Traffic diversion will create congestion locally in many communities in Northern Kentucky. The Clay Wade Bailey Bridge and Roebling Suspension Bridge will be most impacted from diverted traffic, but many other local roads will experience unexpected diversion and a change in traffic patterns. The congestion will delay response times for emergency personnel and will make travel more difficult for local residents.
An analysis of diversion following the imposition of tolls is of considerable interest. A large part of this diversion away from Brent Spence Bridge is absorbed by the Clay Wade Bailey Bridge and the Daniel Carter Beard Bridge. While in 2018, AADT on Brent Spence may be expected to decrease by 77, 000 in response to the introduction of a $2 toll, volumes on Clay Wade Bailey are expected to increase by 24,000 and on the Daniel Carter Beard Bridge by 25,000.
Brent Spence Bridge Corridor, Options Analysis, 10/1/2013 pp. 48-49
It's unlikely that the historic Roebling Suspension Bridge could survive this much additional traffic.
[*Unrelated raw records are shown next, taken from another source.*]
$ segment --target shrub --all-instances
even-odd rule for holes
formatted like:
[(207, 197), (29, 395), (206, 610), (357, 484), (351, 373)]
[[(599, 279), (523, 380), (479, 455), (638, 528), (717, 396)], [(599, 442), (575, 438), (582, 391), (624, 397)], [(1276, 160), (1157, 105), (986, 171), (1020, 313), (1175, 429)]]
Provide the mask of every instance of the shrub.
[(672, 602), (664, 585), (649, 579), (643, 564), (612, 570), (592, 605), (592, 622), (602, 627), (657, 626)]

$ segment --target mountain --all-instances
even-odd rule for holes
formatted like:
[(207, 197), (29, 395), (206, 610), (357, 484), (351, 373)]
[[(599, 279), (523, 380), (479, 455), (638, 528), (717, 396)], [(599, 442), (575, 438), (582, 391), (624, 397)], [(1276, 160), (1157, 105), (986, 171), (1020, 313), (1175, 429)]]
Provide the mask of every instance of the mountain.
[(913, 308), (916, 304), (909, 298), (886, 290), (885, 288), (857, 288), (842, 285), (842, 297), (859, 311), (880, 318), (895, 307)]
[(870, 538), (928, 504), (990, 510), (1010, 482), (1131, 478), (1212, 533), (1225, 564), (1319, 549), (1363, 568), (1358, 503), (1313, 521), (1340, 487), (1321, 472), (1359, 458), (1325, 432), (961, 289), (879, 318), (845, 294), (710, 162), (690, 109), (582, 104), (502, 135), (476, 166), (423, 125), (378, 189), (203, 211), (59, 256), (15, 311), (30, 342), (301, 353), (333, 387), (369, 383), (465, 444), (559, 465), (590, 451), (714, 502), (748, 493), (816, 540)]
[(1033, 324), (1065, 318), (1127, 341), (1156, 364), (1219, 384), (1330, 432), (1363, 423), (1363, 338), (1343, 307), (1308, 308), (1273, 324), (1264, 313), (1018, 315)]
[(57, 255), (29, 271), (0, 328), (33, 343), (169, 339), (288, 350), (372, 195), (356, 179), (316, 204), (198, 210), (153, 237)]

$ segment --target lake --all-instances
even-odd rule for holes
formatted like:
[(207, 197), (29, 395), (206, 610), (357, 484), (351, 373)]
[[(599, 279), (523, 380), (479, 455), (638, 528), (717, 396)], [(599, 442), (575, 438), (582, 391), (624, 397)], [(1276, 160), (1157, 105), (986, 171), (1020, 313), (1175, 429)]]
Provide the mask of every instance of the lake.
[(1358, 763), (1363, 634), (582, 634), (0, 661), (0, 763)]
The Roebling suspension bridge carries nearly 9,000 vehicles daily, according to a 2012 state traffic count. That also could more than double, to 18,500 vehicles daily, under the $2 toll scenario.
There are serious questions about whether the historic structure can handle that additional volume. In 2008, the bridge’s weight limit was lowered from 15 to 11 tons, removing buses and heavy trucks to ease the load. In May, an inspection report revealed that the giant sandstone towers that support the bridge’s cables are beginning to show signs of wear.
Amanda Van Benschoten, Covington Leaders feel shut out of Bridge plans, Cincinnati Enquirer, 11/29/2013
There has been no systematic study of the impact of diversion on Northern Kentucky’s transportation infrastructure. Ohio just appropriated money to begin studying the impact of Brent Spence tolls on regional traffic patterns. The study will cost $8 million, and the subject is the structure of the tolls, not their wisdom.